La pioggia cadeva meno fitta, ma il temporale continuava a spazzare la radura. LuAnn aveva fissato una coperta contro il vetro infranto della finestra. Riggs aveva acceso il riscaldamento al massimo, e l’ambiente era diventato confortevole. I resti del pasto erano abbandonati sul tavolo della cucina. Riggs aveva guardato le macchie di sangue, del suo sangue, sul pavimento del salotto.

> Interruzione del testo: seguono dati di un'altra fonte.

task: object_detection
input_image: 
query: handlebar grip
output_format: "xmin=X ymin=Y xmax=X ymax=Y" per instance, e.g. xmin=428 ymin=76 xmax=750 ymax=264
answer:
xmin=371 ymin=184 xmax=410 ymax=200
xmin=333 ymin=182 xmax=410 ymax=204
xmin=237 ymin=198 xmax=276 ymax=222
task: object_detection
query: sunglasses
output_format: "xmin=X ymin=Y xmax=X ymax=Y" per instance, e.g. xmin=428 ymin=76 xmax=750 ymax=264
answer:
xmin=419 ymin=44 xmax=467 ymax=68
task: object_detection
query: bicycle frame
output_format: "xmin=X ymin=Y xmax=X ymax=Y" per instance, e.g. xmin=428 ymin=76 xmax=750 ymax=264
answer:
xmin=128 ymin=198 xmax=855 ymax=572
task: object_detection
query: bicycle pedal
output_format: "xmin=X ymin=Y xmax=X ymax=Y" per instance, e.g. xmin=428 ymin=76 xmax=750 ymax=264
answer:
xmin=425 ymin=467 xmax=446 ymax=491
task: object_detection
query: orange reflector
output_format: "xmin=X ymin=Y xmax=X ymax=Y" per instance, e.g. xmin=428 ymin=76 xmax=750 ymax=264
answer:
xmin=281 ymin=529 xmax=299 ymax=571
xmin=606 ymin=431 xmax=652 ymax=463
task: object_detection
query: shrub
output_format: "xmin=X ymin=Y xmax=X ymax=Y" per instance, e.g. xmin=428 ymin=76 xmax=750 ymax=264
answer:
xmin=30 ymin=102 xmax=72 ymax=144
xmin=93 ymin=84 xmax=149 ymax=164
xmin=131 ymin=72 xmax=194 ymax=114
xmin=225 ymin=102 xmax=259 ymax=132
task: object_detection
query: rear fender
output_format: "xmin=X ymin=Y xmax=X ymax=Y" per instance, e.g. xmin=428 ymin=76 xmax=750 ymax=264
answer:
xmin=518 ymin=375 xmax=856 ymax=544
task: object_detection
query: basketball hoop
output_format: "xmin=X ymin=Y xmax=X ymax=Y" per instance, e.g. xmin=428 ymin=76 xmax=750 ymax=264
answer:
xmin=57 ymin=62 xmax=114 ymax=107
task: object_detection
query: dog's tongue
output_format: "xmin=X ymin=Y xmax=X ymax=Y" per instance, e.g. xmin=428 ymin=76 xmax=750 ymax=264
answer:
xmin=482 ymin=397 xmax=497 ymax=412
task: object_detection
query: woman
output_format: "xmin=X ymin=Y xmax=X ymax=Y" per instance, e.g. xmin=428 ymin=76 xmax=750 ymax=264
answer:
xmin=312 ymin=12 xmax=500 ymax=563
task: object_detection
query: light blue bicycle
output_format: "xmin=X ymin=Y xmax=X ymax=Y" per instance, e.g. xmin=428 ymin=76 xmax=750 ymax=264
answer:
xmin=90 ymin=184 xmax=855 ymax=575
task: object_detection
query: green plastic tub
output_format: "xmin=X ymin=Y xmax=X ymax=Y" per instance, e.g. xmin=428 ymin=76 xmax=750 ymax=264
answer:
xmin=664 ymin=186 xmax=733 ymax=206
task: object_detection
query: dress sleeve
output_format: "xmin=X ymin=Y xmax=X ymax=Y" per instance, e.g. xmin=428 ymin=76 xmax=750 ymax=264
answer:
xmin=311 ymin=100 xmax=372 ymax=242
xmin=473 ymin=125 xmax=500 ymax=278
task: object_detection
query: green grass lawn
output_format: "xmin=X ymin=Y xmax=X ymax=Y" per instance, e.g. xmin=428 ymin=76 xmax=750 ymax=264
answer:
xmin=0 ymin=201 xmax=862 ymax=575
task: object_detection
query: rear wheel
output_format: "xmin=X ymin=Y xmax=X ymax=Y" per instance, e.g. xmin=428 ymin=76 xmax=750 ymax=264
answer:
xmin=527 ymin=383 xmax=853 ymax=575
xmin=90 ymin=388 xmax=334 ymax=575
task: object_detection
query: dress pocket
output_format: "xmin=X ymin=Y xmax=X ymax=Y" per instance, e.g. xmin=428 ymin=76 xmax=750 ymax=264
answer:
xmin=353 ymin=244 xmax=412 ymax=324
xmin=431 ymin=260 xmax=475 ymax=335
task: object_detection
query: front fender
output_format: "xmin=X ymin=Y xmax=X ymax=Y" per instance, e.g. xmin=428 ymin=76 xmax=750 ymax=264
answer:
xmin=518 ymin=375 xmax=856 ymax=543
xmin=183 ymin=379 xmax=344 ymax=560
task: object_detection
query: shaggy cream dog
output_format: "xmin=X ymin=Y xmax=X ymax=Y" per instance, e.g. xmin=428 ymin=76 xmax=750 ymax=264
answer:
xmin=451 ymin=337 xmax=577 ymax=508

Poi, con l’aiuto di Charlie, aveva trasportato i materassi giù dalle camere del piano superiore e li aveva stesi sul pavimento di legno.

Avevano deciso che il villino era il posto migliore per trascorrere la notte. Charlie e Riggs avevano tentato in tutti i modi di convincere LuAnn a cambiare idea. Alla fine, lei aveva acconsentito a contattare l’Fbi l’indomani mattina, prima di telefonare a Jackson. Forse loro sarebbero riusciti a individuare da dove chiamava. Più tranquilli, i due uomini le avevano concesso il primo turno di guardia e si erano addormentati, esausti.

LuAnn, le spalle alla finestra, li osservava. Controllò l’orologio: era passata mezzanotte. Si assicurò che la sua pistola fosse carica, quindi si inginocchiò accanto a Charlie e gli diede un breve bacio sulla guancia. Lui si mosse appena. Si avvicinò a Riggs. Studiò il ritmico alzarsi e abbassarsi del suo torace, gli spostò delicatamente i capelli dalla fronte. Non c’erano molte probabilità che si rivedessero. Si raddrizzò, appoggiandosi alla parete, oppressa da quel pensiero e da ciò che l’attendeva.

Scivolò fuori, nella pioggia.

Uscì dalla finestra, in modo da evitare di farsi tradire dal cigolio dei cardini della porta d’ingresso. Superò la Mercury parcheggiata nella radura e puntò dritta al capanno sul retro del villino. Joy, il suo cavallo, era ancora là: in quelle ultime, convulse giornate, LuAnn non aveva avuto modo di avvertire di andarla a riprendere. Non era stato necessario: il capanno era caldo e asciutto, c’erano acqua e fieno in abbondanza. Sellò l’animale e, senza fare rumore, si inoltrò nel bosco.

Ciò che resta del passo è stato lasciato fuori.